Development and validation of dynamic clinical subphenotypes in acute pancreatitis patients using vital sign trajectories in intensive care units: a multinational cohort study

Abstract Acute pancreatitis (AP) is a heterogeneous inflammatory condition. Although emerging therapeutic strategies targeting pathways such as calcium signaling, TNF-α, the NLRP3 inflammasome, and HMGB1 have shown promise, their efficacy may be limited by the underlying biological heterogeneity of the disease. In this multinational retrospective cohort study across three large ICU databases (ICU-HAI, MIMIC-IV, and eICU-CRD), we used group-based trajectory modeling of early vital signs to identify four distinct AP subphenotypes: hyperinflammatory, hypertensive, hypotensive, and hypoinflammatory. These subtypes differed markedly in 30-day mortality, inflammatory burden, and hemodynamic stability. Compared to the hypertensive phenotype, hyperinflammatory and hypotensive patients had significantly higher 30-day mortality risks (HR = 3.38 and HR = 1.87, respectively), while the hypoinflammatory phenotype carried no excess risk.
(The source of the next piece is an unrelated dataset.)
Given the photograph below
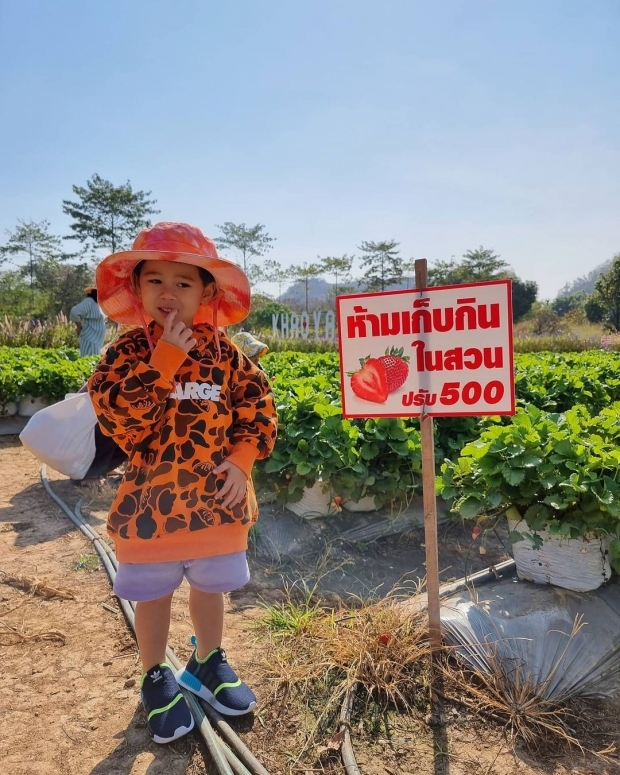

Fluid resuscitation responses were phenotype-specific: hyperinflammatory patients benefited from higher fluid volumes, whereas hypoinflammatory patients were at risk of fluid overload. Notably, distinct subphenotypes displayed unique responses to fluid intake over the first two ICU days. For hyperinflammatory phenotype, the algorithm-estimated lowest-risk fluid range was 4100–4300 mL on day 1 and 3400–3600 mL on day 2; for phenotype hypoinflammatory phenotype, the optimal ranges were 2800–3800 mL and 1400–2600 mL, respectively. Early use of lactated Ringer’s solution, which inhibited NLRP3, was associated with reduced mortality in hypotensive phenotype. These findings underscore the clinical relevance of early physiological trajectories and support precision fluid resuscitation based on subtype. This study establishes the largest early-trajectory-based classification of AP to date, offering new insights into immune and vascular mechanisms that drive heterogeneity and therapeutic responsiveness.